Clinical evidence for the comparative effectiveness of cryoprecipitate and other clotting factor preparations has been limited in bleeding patients [37, 38]. A theoretical advantage of cryoprecipitate use is that it contains a variety of important coagulation factors. It has been reported that the levels of VWF and factor XIII, which play critical roles in primary and secondary hemostasis, are significantly decreased in trauma patients who experience major bleeding [39]. Moreover, fibrinogen concentrate manufacturing costs are, on average, 3 to 4 times higher than that of cryoprecipitate preparation [40]. However, there have also been concerns raised relative to the risk of viral infection using cryoprecipitate preparations. As opposed to fibrinogen concentrate, which is virally inactivated, the safety of cryoprecipitate use is still of concern, although several efforts for pathogen reduction have been made [12]. Furthermore, cryoprecipitate requires a thawing time of approximately 17 to 20 min, in contrast to fibrinogen concentrate which can be stored in the ED at room temperature, allowing prompt administration when needed. Further clinical evidence is required to establish a next-stage optimal management strategy against trauma-induced coagulopathy in patients who require massive transfusions.
Strength and Limitations
This study had several strengths. First, we analyzed the large-scale trauma registry collecting real-world data of North America in which many patients who received massive transfusions were included. The amount of administered transfusion components and cryoprecipitate within the first 4 h were recorded in the database, which enabled us, for the first time, to evaluate the comparative benefits of cryoprecipitate in addition to FFP in hemostatic resuscitation.
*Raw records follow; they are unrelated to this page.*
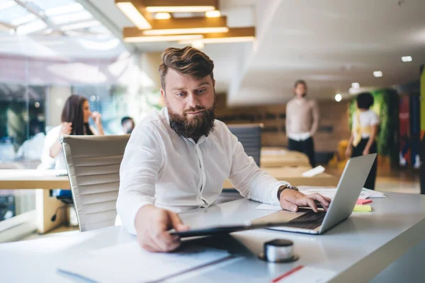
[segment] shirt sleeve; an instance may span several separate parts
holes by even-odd
[[[373,111],[370,111],[370,123],[371,126],[379,124],[379,116]]]
[[[40,158],[43,168],[50,169],[55,163],[55,158],[50,156],[50,149],[56,142],[59,141],[60,134],[60,126],[58,126],[49,131],[46,135]]]
[[[280,182],[261,171],[252,157],[248,156],[237,138],[228,131],[232,158],[229,180],[246,198],[279,205],[278,189],[288,182]]]
[[[312,112],[313,116],[313,123],[312,125],[312,129],[310,129],[310,134],[314,136],[317,132],[317,129],[319,129],[319,124],[320,122],[320,112],[319,111],[319,105],[316,100],[313,100],[312,102]]]
[[[90,130],[93,133],[94,136],[99,135],[99,132],[97,131],[97,129],[96,129],[96,128],[94,127],[93,127],[93,126],[89,126],[89,127],[90,127]]]
[[[290,114],[289,113],[290,103],[286,103],[286,110],[285,111],[285,131],[286,134],[289,133],[290,130]]]
[[[123,225],[136,233],[135,220],[139,210],[155,201],[155,183],[164,158],[154,126],[136,127],[127,144],[120,168],[117,212]]]

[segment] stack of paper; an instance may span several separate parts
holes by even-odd
[[[226,250],[192,246],[178,253],[149,253],[137,242],[96,250],[57,266],[60,272],[98,282],[164,280],[231,258]]]
[[[305,195],[320,194],[324,197],[329,197],[333,200],[336,193],[336,188],[326,187],[313,187],[313,186],[300,186],[298,187],[300,192]],[[381,192],[366,189],[363,187],[358,196],[359,199],[367,199],[373,197],[386,197]]]
[[[312,169],[302,173],[302,177],[314,177],[324,172],[324,167],[319,165]]]

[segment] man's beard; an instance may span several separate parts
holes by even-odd
[[[183,115],[175,113],[170,107],[167,107],[170,117],[170,127],[179,136],[186,139],[198,139],[202,136],[208,137],[214,130],[215,105],[206,109],[196,105],[185,110]],[[189,118],[188,112],[202,111],[200,114],[194,115]]]

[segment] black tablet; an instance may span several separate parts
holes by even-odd
[[[227,234],[229,233],[239,232],[241,231],[259,229],[271,227],[278,227],[280,226],[290,226],[291,224],[300,225],[303,223],[310,223],[310,221],[278,221],[278,222],[266,222],[253,224],[247,222],[246,224],[242,225],[220,225],[211,227],[205,227],[198,229],[191,229],[184,231],[170,231],[172,236],[178,236],[180,238],[196,237],[200,236],[211,236],[217,234]]]

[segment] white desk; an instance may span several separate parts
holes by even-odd
[[[189,273],[175,280],[270,282],[302,264],[334,271],[336,277],[332,282],[368,282],[412,248],[415,247],[416,251],[425,249],[425,196],[396,193],[387,195],[386,199],[373,200],[373,212],[354,213],[321,236],[257,230],[234,233],[232,237],[224,239],[205,238],[203,241],[205,243],[215,241],[216,247],[227,248],[244,258],[207,267],[204,272],[195,273],[194,277],[189,277]],[[230,224],[271,213],[255,209],[257,205],[256,202],[239,200],[187,212],[181,216],[187,224],[195,226],[200,224]],[[268,264],[258,260],[256,255],[261,250],[263,243],[276,238],[293,241],[300,260],[290,264]],[[84,257],[87,250],[132,241],[135,238],[121,227],[108,227],[60,237],[1,244],[1,282],[74,282],[57,273],[55,262],[68,255]],[[423,252],[418,254],[424,257]],[[423,259],[411,262],[423,268]],[[387,270],[378,275],[380,280],[395,282],[383,278]],[[390,274],[386,272],[387,275]],[[409,282],[407,277],[411,275],[397,272],[391,275],[392,278],[397,275],[402,275],[404,282]]]

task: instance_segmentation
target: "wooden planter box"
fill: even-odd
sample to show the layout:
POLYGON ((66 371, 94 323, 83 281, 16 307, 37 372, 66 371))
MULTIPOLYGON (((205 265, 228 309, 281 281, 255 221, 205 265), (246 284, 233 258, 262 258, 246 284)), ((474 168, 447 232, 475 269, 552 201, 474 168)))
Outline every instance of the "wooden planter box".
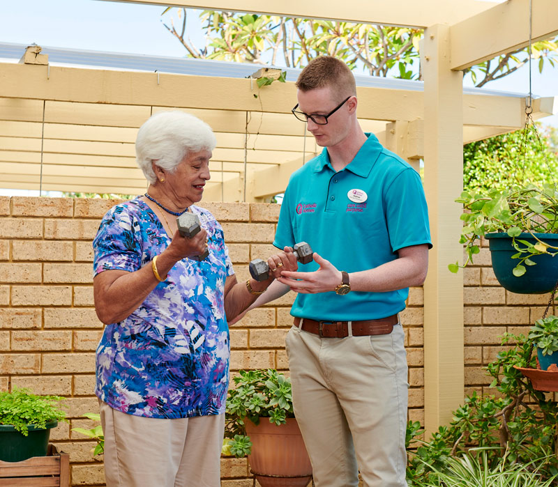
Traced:
POLYGON ((0 461, 0 487, 68 487, 70 456, 49 443, 47 456, 21 462, 0 461))

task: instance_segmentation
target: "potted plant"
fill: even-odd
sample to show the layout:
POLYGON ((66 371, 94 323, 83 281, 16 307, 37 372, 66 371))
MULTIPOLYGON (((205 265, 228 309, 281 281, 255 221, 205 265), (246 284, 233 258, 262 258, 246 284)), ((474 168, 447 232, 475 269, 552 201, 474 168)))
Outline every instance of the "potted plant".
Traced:
POLYGON ((465 225, 460 242, 472 263, 480 252, 479 240, 490 241, 492 268, 498 281, 514 293, 543 293, 558 281, 558 192, 554 185, 532 185, 490 190, 472 194, 463 192, 455 200, 463 204, 465 225))
POLYGON ((291 382, 273 369, 241 371, 229 391, 224 451, 248 455, 262 487, 305 487, 312 467, 292 408, 291 382))
POLYGON ((14 387, 0 392, 0 460, 19 462, 45 456, 50 429, 66 421, 59 396, 37 396, 14 387))

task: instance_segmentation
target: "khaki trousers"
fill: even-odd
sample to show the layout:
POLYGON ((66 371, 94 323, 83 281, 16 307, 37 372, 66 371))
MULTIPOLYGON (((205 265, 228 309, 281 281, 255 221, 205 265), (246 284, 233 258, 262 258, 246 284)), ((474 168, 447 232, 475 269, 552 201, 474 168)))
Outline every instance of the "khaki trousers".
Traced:
POLYGON ((225 415, 160 419, 100 401, 107 487, 219 487, 225 415))
POLYGON ((293 326, 294 414, 316 487, 406 487, 409 384, 400 325, 386 335, 321 338, 293 326))

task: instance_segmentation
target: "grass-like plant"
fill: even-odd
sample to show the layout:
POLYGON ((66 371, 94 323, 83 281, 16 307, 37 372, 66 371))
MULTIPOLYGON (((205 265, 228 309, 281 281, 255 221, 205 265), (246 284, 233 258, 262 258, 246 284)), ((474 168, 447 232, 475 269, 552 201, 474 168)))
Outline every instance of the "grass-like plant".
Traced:
POLYGON ((11 392, 0 392, 0 424, 13 426, 27 436, 28 426, 45 429, 47 423, 66 421, 59 396, 38 396, 28 389, 14 387, 11 392))

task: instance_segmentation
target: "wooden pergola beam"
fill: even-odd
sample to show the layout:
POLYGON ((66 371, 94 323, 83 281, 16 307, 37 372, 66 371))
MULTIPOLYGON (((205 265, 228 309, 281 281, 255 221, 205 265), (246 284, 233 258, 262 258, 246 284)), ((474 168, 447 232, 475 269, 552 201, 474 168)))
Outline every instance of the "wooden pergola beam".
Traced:
MULTIPOLYGON (((112 1, 113 0, 109 0, 112 1)), ((328 19, 344 22, 382 24, 384 25, 428 27, 438 22, 454 24, 482 12, 494 4, 475 0, 347 0, 345 2, 323 0, 118 0, 123 3, 159 5, 162 8, 187 7, 202 10, 250 12, 307 19, 328 19)))
MULTIPOLYGON (((558 2, 531 0, 532 40, 558 34, 558 2)), ((452 25, 452 70, 462 70, 529 45, 529 0, 500 3, 452 25)))

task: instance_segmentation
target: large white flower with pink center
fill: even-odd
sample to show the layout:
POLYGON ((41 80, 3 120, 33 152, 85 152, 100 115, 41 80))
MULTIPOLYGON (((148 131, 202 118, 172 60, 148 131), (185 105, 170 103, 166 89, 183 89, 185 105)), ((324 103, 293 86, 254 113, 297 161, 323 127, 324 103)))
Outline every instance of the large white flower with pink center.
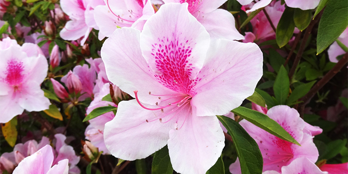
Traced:
POLYGON ((47 75, 48 64, 37 45, 21 47, 9 38, 0 41, 0 123, 6 123, 24 109, 48 109, 51 104, 40 84, 47 75))
MULTIPOLYGON (((312 135, 309 134, 317 132, 307 129, 296 109, 286 105, 276 106, 267 112, 267 115, 280 124, 301 146, 283 140, 246 120, 241 121, 240 125, 259 145, 263 159, 263 171, 280 172, 282 167, 301 157, 307 158, 312 163, 317 161, 319 153, 312 135)), ((308 126, 318 129, 310 125, 308 126)), ((234 174, 241 173, 239 160, 230 166, 230 171, 234 174)))
POLYGON ((34 154, 24 159, 14 169, 13 174, 68 174, 69 160, 60 161, 53 167, 53 151, 46 145, 34 154))
POLYGON ((177 172, 205 174, 225 137, 215 115, 239 106, 262 76, 254 43, 210 39, 187 3, 163 5, 143 31, 117 29, 101 48, 109 80, 136 99, 105 124, 113 156, 147 157, 168 145, 177 172))

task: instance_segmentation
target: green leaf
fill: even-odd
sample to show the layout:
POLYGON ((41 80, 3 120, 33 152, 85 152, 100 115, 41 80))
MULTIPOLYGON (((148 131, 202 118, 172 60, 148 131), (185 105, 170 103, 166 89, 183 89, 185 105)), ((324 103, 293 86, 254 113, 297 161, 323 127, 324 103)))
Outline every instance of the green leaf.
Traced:
POLYGON ((348 98, 344 97, 340 97, 340 100, 341 100, 341 102, 342 102, 343 104, 343 105, 346 107, 346 108, 348 108, 348 98))
POLYGON ((137 174, 146 174, 145 159, 136 160, 135 169, 137 170, 137 174))
POLYGON ((284 46, 290 40, 295 30, 294 9, 287 7, 278 23, 275 39, 279 48, 284 46))
POLYGON ((58 45, 61 49, 64 50, 67 49, 67 45, 65 44, 64 41, 59 39, 56 39, 54 40, 54 41, 57 44, 57 45, 58 45))
POLYGON ((117 110, 117 108, 114 106, 108 106, 96 108, 94 109, 89 114, 86 116, 83 122, 85 122, 94 118, 100 115, 111 111, 117 110))
POLYGON ((219 158, 216 163, 207 171, 205 174, 225 174, 225 166, 222 160, 222 156, 219 158))
POLYGON ((301 85, 295 88, 294 90, 286 100, 286 105, 290 105, 301 97, 305 96, 311 89, 312 87, 317 81, 311 82, 309 83, 301 85))
POLYGON ((243 27, 244 27, 246 25, 247 25, 248 24, 248 23, 249 23, 250 21, 250 20, 253 19, 253 18, 254 17, 256 16, 256 15, 258 14, 259 14, 259 13, 260 12, 260 11, 261 11, 261 10, 262 10, 262 9, 263 9, 263 8, 259 8, 256 11, 254 11, 252 12, 249 14, 249 16, 248 16, 248 18, 247 18, 247 19, 246 19, 245 21, 244 22, 243 22, 243 23, 242 24, 242 25, 241 25, 241 27, 239 27, 239 28, 242 28, 243 27))
POLYGON ((314 13, 314 16, 313 16, 313 19, 314 19, 315 16, 316 16, 319 13, 319 12, 320 12, 320 11, 321 11, 323 8, 325 7, 325 6, 326 6, 328 2, 329 2, 329 0, 320 0, 319 4, 317 7, 317 9, 315 10, 315 13, 314 13))
POLYGON ((53 92, 45 89, 42 89, 42 90, 44 91, 44 92, 45 92, 44 94, 45 97, 58 102, 61 102, 59 99, 57 97, 57 95, 53 93, 53 92))
POLYGON ((112 102, 112 98, 111 98, 111 96, 110 95, 110 94, 108 93, 107 95, 104 96, 103 97, 103 98, 101 99, 101 101, 112 102))
POLYGON ((50 105, 49 109, 45 110, 43 111, 46 113, 46 114, 48 115, 48 116, 52 118, 63 121, 62 113, 61 113, 58 108, 54 104, 50 105))
POLYGON ((247 98, 247 99, 262 107, 266 107, 266 102, 264 101, 264 99, 261 95, 256 91, 254 92, 252 96, 247 98))
POLYGON ((269 95, 268 93, 257 88, 255 88, 255 91, 263 98, 264 101, 266 102, 266 104, 267 104, 267 108, 270 108, 275 105, 274 101, 273 101, 273 99, 272 99, 272 97, 269 95))
POLYGON ((317 55, 334 42, 348 26, 348 0, 330 0, 318 28, 317 55))
POLYGON ((255 140, 235 121, 222 115, 216 116, 232 137, 242 173, 261 174, 263 160, 255 140))
POLYGON ((294 11, 294 22, 295 25, 301 31, 307 28, 312 20, 312 10, 302 10, 300 8, 295 8, 294 11))
POLYGON ((231 112, 282 140, 301 146, 278 123, 260 112, 242 106, 239 106, 231 112))
POLYGON ((278 73, 273 90, 274 91, 274 96, 280 104, 285 104, 286 98, 289 94, 290 82, 287 72, 284 66, 281 65, 278 73))
POLYGON ((17 117, 13 117, 11 120, 6 123, 1 124, 1 130, 5 140, 8 144, 13 147, 17 141, 17 117))
POLYGON ((315 69, 311 68, 306 72, 306 80, 307 81, 313 81, 322 76, 323 72, 315 69))
POLYGON ((151 171, 152 174, 172 174, 173 173, 173 168, 171 163, 167 146, 155 153, 151 171))
POLYGON ((326 153, 323 156, 323 159, 330 160, 340 153, 340 152, 346 146, 347 139, 337 140, 332 141, 326 146, 326 153))

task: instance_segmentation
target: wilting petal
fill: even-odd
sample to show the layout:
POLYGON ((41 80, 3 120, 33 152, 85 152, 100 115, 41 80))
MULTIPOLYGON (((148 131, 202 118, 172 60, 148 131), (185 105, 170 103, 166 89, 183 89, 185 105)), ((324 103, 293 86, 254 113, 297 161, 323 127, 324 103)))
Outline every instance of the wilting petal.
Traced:
POLYGON ((209 34, 188 12, 186 3, 161 6, 145 23, 140 38, 143 55, 155 73, 180 74, 178 67, 173 67, 179 64, 177 67, 184 67, 191 80, 203 66, 210 41, 209 34), (174 63, 166 62, 168 56, 174 63), (169 68, 174 72, 167 72, 169 68))
POLYGON ((240 105, 254 93, 262 76, 262 52, 255 44, 212 42, 193 89, 197 94, 191 101, 197 115, 223 115, 240 105))
POLYGON ((187 116, 182 127, 170 132, 171 162, 181 174, 205 174, 221 156, 225 136, 215 116, 187 116))
POLYGON ((155 79, 153 72, 141 54, 140 34, 139 30, 133 28, 116 30, 103 44, 101 58, 107 77, 111 82, 133 97, 133 91, 139 90, 138 95, 142 102, 154 104, 160 101, 157 97, 149 94, 151 90, 156 89, 153 92, 160 94, 174 92, 155 79))
POLYGON ((204 26, 212 39, 244 39, 244 37, 236 28, 233 15, 228 11, 217 9, 198 16, 197 20, 204 26))
POLYGON ((104 140, 108 150, 117 158, 133 161, 161 149, 167 143, 169 130, 174 128, 171 122, 149 121, 161 113, 144 109, 135 99, 121 101, 115 118, 105 125, 104 140))

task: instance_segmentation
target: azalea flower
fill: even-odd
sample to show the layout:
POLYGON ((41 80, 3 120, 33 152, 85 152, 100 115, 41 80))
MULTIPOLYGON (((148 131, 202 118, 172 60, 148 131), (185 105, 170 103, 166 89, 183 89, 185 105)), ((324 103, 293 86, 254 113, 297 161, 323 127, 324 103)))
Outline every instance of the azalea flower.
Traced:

However, several limitations must be acknowledged. The issue of residual confounding was inevitable due to the retrospective nature of the study. Information on the laboratory test results, details about the time-course in the ED, use of tranexamic acid, and detailed hemostatic procedures were not available in the TQIP database. Also, the information on the administered fluid volume was unavailable in the TQIP database, which prevented assessing the dilutional effect. The use of fibrinogen concentrate could not be identified because the procedure code was not defined in the International Classification of Diseases 10th Revision before 2016, although a small amount of clotting factors in blood products was accounted for by matching administered pRBCs and platelets volume. The guideline for massive transfusion by the American College of Surgeons suggested using cryoprecipitate according to viscoelastic coagulation measures [41]; however, information on the use of the test was also unavailable. Although many patients were evaluated, generalizability was limited because the TQIP is a trauma database in the USA, exckuding patients younger than 16 years and older than 90 years. The accuracy and missing data in the database could also be considered a limitation. As discussed above, making assumptions about the conversion ratio between cryoprecipitate and FFP at a certain level would not be an optimal approach. Finally, the hemostatic resuscitation strategy was not uniform across trauma centers; each center treated patients with different strategies without consistency. Hospitals with well-established transfusion protocols, including the use of cryoprecipitate, might have achieved better outcomes. Due to the lack of information on the unique identifier of a treating hospital, the model considering the hospital-level clustering could not be used in our analysis.